Silver made an unlikely warrior.
![](http://static01.nyt.com/images/2014/06/19/arts/SILVER-2-obit/SILVER-2-obit-master315.jpg)
His
piano playing, like his compositions, was not that easily
characterized. Deftly improvising ingenious figures with his right hand
while punching out rumbling bass lines with his left, he managed to
evoke boogie-woogie pianists like Meade Lux Lewis and beboppers like Bud
Powell simultaneously. Unlike many bebop pianists, however, Mr. Silver
emphasized melodic simplicity over harmonic complexity; his
improvisations, while sophisticated, were never so intricate as to be
inaccessible.
Horace Ward Martin Tavares Silver
was born on Sept. 2, 1928, in Norwalk, Conn. His father, who was born
John Silva but changed the family name to the more American-sounding
Silver after immigrating to the United States, worked in a rubber
factory. His mother, Gertrude, was a maid and sang in a church choir.

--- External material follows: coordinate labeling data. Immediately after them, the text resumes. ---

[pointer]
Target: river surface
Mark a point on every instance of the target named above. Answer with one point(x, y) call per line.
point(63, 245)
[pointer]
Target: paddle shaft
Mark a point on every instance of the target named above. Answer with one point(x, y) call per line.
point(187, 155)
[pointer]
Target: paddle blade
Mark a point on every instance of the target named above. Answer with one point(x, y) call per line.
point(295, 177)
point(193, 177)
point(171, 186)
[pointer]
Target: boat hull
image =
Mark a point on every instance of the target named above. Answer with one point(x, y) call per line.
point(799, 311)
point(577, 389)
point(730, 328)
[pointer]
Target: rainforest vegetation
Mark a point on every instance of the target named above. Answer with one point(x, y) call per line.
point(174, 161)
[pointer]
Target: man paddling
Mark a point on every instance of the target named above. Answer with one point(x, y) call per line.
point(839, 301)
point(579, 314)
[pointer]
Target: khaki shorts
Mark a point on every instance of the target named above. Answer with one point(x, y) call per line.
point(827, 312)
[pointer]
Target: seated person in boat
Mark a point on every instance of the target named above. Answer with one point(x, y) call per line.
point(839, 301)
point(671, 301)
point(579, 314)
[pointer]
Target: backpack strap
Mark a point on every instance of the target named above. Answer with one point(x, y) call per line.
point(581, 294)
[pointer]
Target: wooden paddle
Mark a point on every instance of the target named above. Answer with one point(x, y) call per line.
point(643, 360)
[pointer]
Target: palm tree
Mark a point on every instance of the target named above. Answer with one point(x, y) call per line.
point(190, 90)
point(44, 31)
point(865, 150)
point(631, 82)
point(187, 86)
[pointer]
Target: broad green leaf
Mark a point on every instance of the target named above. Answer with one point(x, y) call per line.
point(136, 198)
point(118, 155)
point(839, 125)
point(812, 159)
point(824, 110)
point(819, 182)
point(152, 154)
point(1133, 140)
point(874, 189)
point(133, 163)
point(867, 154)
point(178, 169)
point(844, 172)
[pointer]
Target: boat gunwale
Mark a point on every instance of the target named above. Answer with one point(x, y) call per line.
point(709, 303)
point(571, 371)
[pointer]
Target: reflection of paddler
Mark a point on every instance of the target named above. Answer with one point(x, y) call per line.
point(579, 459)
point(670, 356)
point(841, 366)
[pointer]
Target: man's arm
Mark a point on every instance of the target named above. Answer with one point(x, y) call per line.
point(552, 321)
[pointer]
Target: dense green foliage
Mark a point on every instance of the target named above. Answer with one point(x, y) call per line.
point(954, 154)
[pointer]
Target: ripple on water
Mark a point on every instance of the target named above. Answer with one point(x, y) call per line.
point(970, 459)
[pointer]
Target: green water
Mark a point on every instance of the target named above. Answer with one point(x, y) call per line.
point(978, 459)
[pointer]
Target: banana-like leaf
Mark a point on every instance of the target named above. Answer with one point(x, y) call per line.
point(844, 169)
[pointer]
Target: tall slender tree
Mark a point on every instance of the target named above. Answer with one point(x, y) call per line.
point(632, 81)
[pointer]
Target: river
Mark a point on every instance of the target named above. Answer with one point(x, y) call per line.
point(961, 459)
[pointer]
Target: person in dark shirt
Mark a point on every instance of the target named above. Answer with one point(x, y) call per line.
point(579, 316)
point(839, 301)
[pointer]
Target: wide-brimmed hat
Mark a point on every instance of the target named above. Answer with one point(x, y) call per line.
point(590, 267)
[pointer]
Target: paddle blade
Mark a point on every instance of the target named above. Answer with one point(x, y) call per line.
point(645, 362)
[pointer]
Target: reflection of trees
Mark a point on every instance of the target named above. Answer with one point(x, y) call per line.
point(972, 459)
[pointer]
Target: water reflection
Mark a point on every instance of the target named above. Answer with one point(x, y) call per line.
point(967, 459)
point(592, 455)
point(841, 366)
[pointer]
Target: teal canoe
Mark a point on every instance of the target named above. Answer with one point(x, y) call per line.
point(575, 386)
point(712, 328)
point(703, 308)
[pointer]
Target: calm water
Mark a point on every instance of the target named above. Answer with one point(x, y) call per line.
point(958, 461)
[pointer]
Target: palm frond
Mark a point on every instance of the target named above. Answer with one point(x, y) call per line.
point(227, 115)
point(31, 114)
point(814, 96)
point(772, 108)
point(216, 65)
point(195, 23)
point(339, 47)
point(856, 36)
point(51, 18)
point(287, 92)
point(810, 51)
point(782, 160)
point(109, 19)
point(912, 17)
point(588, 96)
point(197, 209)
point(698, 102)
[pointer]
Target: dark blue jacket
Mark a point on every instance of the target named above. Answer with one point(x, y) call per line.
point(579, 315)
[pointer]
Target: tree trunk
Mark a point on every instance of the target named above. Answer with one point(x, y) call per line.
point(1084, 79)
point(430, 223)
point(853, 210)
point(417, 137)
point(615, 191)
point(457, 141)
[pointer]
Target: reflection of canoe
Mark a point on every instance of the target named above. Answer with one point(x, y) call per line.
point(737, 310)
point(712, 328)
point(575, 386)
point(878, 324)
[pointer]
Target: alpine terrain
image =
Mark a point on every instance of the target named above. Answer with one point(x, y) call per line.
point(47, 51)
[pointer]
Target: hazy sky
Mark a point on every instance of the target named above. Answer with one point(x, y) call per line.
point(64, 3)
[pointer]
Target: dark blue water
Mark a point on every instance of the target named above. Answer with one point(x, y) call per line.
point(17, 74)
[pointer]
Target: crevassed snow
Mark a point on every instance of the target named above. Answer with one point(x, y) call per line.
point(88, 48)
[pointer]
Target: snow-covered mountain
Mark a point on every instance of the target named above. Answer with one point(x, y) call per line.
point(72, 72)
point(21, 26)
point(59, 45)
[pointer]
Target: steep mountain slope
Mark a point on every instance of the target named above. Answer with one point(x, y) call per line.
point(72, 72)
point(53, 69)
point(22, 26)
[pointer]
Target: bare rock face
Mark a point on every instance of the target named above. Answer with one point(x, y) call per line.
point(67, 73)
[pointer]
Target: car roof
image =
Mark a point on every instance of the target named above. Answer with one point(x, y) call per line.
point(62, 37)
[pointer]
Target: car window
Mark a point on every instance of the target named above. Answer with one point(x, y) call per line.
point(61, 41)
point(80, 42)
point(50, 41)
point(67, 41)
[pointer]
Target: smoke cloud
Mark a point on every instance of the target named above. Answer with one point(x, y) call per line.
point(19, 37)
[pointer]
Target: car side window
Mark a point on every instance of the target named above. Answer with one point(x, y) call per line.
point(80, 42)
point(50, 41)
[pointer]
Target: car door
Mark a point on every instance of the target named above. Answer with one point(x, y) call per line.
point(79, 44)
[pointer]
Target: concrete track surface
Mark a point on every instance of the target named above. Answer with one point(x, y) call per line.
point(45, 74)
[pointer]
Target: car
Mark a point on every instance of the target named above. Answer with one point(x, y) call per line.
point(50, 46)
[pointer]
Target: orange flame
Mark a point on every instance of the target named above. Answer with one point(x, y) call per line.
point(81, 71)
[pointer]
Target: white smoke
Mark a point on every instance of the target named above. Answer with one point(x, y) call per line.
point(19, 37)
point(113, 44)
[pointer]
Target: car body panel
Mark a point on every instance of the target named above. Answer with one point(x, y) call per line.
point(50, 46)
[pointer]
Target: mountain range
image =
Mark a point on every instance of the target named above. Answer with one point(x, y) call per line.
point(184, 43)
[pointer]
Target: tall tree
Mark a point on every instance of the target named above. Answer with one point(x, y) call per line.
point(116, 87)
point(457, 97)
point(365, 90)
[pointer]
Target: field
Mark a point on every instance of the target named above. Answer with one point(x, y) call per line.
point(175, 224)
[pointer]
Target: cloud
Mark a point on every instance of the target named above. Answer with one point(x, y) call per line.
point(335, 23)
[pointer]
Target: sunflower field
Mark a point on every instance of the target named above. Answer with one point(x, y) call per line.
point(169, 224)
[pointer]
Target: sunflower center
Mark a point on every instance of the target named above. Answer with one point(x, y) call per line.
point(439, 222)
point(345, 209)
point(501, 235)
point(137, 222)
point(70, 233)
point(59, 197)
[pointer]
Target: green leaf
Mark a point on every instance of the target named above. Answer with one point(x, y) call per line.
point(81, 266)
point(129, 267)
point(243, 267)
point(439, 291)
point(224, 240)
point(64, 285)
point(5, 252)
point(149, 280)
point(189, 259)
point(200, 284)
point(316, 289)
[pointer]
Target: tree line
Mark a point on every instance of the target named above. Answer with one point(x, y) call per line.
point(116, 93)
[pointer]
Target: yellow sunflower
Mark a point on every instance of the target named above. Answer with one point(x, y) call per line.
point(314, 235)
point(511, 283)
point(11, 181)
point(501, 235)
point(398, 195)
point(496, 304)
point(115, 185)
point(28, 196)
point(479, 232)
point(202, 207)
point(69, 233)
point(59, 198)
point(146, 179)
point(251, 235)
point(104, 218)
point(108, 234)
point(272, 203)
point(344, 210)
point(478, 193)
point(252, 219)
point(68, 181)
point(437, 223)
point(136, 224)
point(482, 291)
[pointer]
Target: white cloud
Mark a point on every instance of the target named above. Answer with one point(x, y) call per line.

“I had the house rhythm section at a club called the Sundown in Hartford,” Mr. Silver told The New York Times in 1981. “Stan
Getz came up and played with us. He said he was going to call us, but
we didn’t take him seriously. But a couple of weeks later he called and
said he wanted the whole trio to join him.”
Mr.
Silver worked briefly with Getz before moving to New York in 1951. He
was soon in demand as an accompanist, working with leading jazz
musicians like the saxophonists Coleman Hawkins and Lester Young. In
1953, Mr. Silver and the drummer Art Blakey formed a cooperative group,
the Jazz Messengers, whose aggressive style helped define hard bop and
whose lineup of trumpet, tenor saxophone, piano, bass and drums became
the standard hard-bop instrumentation.